Marmot Mathematics: A ferret owner let another person borrow his ferret cage, but when he asked for it back, the woman refused to return it. The victim discovered the ferret cage borrower had given the cage to a third, unrelated ferret owner. Lost in all this business is the homeless ferrets caught in between.
Dil-WorthLess: A Dilworth woman reported that sometime between 9 p.m. and 7 a.m., while she was sleeping, an unknown victim cut her eyebrow.
Forgiveness Please: A man called the police to report an apology. After receiving 40 annoying calls at his workplace over the course of two weeks, the man got a call of a different nature from the perpetrator. The caller said: "That was me playing on the phone. I know it was stupid and dumb. I'm sorry that I called you. I'm not gonna call your phone anymore."
Duh Award of The Week: A woman reported that a gentleman ruined her coat by pouring grease all over it. She says he did this because he was mad at her.
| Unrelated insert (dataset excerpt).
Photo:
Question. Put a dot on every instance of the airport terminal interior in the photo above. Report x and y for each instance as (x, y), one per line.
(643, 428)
Eight Threats in One: Upset that his old lady friend would no longer have relations with him, a man made the following statements (Follow the conversational arc with his threats): "I'm calling the police because I think you are on drugs; I'm taking the kids; Oh you think you're gonna kill me?; You have no idea who you're dealing with: I'll call people and threaten them; They have no idea; I'll kill the guy." Then he kept repeating, "You think you can kill me." The woman advises she never threatened to kill the man and doesn't know why he's saying it.
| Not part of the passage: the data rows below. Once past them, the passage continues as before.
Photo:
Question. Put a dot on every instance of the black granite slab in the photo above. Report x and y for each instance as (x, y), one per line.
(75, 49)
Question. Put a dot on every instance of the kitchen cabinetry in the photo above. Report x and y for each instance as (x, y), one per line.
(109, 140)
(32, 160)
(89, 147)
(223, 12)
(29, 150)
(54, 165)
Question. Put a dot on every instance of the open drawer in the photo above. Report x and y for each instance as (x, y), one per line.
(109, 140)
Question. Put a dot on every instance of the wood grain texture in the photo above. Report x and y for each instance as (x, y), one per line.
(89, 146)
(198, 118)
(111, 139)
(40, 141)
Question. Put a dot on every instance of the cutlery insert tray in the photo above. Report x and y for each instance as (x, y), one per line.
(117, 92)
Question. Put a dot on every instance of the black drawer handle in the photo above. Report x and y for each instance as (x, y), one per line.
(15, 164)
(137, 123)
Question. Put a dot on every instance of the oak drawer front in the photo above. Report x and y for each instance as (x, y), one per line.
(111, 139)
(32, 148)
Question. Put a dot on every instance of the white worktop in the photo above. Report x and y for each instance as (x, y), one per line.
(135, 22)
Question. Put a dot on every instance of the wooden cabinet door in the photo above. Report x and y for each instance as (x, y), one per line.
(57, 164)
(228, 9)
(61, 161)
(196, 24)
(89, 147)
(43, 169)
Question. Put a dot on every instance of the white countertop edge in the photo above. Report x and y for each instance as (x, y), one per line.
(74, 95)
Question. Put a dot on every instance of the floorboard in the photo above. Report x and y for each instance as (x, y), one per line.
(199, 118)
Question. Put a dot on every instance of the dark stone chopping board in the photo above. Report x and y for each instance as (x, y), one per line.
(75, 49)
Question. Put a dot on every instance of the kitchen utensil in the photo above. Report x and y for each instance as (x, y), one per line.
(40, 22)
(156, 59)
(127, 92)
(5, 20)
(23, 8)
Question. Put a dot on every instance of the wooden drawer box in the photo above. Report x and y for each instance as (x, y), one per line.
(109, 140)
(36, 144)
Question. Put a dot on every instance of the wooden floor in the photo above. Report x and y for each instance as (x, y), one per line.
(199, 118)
To the Left: A woman told her man to pack up his belongings. He responded: "When I see you around, I'm going to shoot you in the knee. You keep messin' with me if you want to."
Threat of the Week: A woman reported that her cable guy delivered a threat to her after they got in an argument. While still in her house he said, "Don't forget, I know where you live." The woman believes the threat is credible as the cable guy was acting very erratic.
Blotter items are chosen from the files of the Charlotte Police Department.